Citricultura perde pesquisadora que auxiliou na identificação do greening no BR

O Fundecitrus – Fundo de Defesa da Citricultura, perdeu nesta segunda-feira, 25/2/2019, a pesquisadora Diva do Carmo Teixeira, que faleceu em Araraquara, interior de SP, devido a complicações após uma cirurgia realizada há 10 dias, para a retirada de um tumor no cérebro. 

Para a instituição foi uma triste perda, já que Diva era a pesquisadora mais antiga do Fundecitrus e seria homenageada em vida na celebração dos 25 anos da inauguração do Centro de Pesquisa e Desenvolvimento.
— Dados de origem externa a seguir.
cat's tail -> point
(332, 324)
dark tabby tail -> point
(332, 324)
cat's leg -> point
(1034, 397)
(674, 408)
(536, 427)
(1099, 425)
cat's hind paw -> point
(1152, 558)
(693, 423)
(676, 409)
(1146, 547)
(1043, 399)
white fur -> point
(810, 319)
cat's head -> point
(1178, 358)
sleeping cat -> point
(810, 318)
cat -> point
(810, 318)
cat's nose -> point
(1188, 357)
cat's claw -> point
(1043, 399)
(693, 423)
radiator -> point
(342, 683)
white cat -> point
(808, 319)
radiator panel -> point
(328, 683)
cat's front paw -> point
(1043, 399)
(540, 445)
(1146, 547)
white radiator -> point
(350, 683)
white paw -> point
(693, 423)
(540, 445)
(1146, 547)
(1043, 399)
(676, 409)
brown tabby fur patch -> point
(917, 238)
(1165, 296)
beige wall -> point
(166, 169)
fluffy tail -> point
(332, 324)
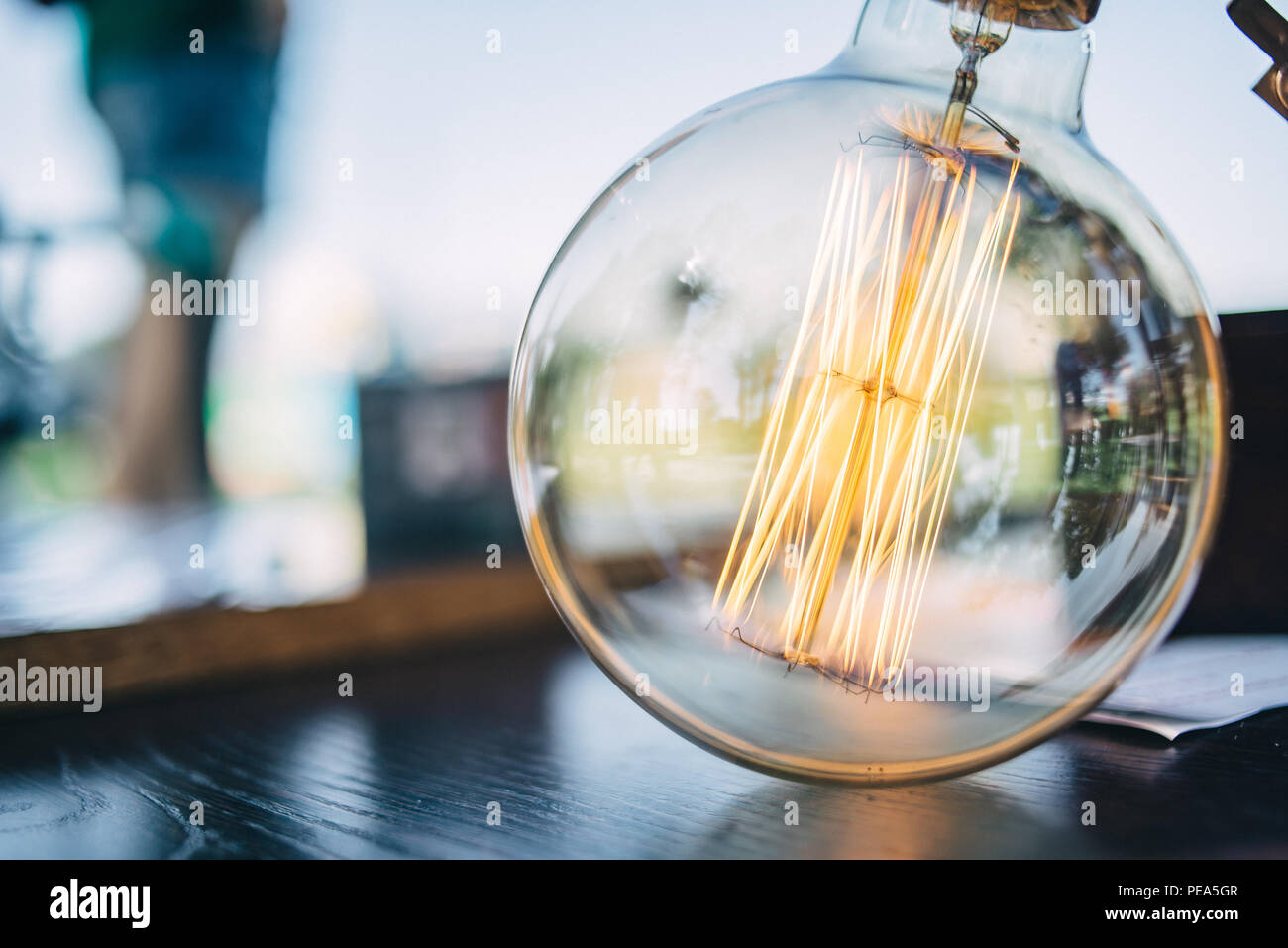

Diva também participou, em 1997, da montagem do primeiro laboratório do então Departamento Científico.

A pesquisadora era Graduada em farmácia bioquímica, com mestrado em microbiologia aplicada e doutorado em biotecnologia, pela Unesp – Universidade Estadual Paulista “Júlio de Mesquita Filho”, e membro da Organização Internacional de Virologistas de Citros (IOCV). 

Confira parte da nota divulgada pelo Fundecitrus:


Diva do Carmo Teixeira realizou treinamento com pesquisadores franceses Joseph Marie Bové e Monique Garnier no Instituto Nacional de Pesquisa Agrícola (INRA), de Bourdeaux (França) e participou do processo de crescimento do isolado que foi utilizado no Projeto Genoma. O primeiro sequenciamento de um fitopatógeno no mundo, a Xylella fastidiosa, bactéria que causa a clorose variegada dos citros (CVC), colocou, em 2000, o Fundecitrus na capa da Nature e o Brasil, no mapa da ciência internacional.

Juntamente com o Dr. Bové, Diva do Carmo Teixeira identificaram a bactéria Candidatus Liberibacter americanus, principal causadora do HLB (huanglongbing)/greening no Brasil à época, após o reconhecimento dos sintomas da doença com resultados negativos para Ca. L. asiaticus e Ca. L africanus.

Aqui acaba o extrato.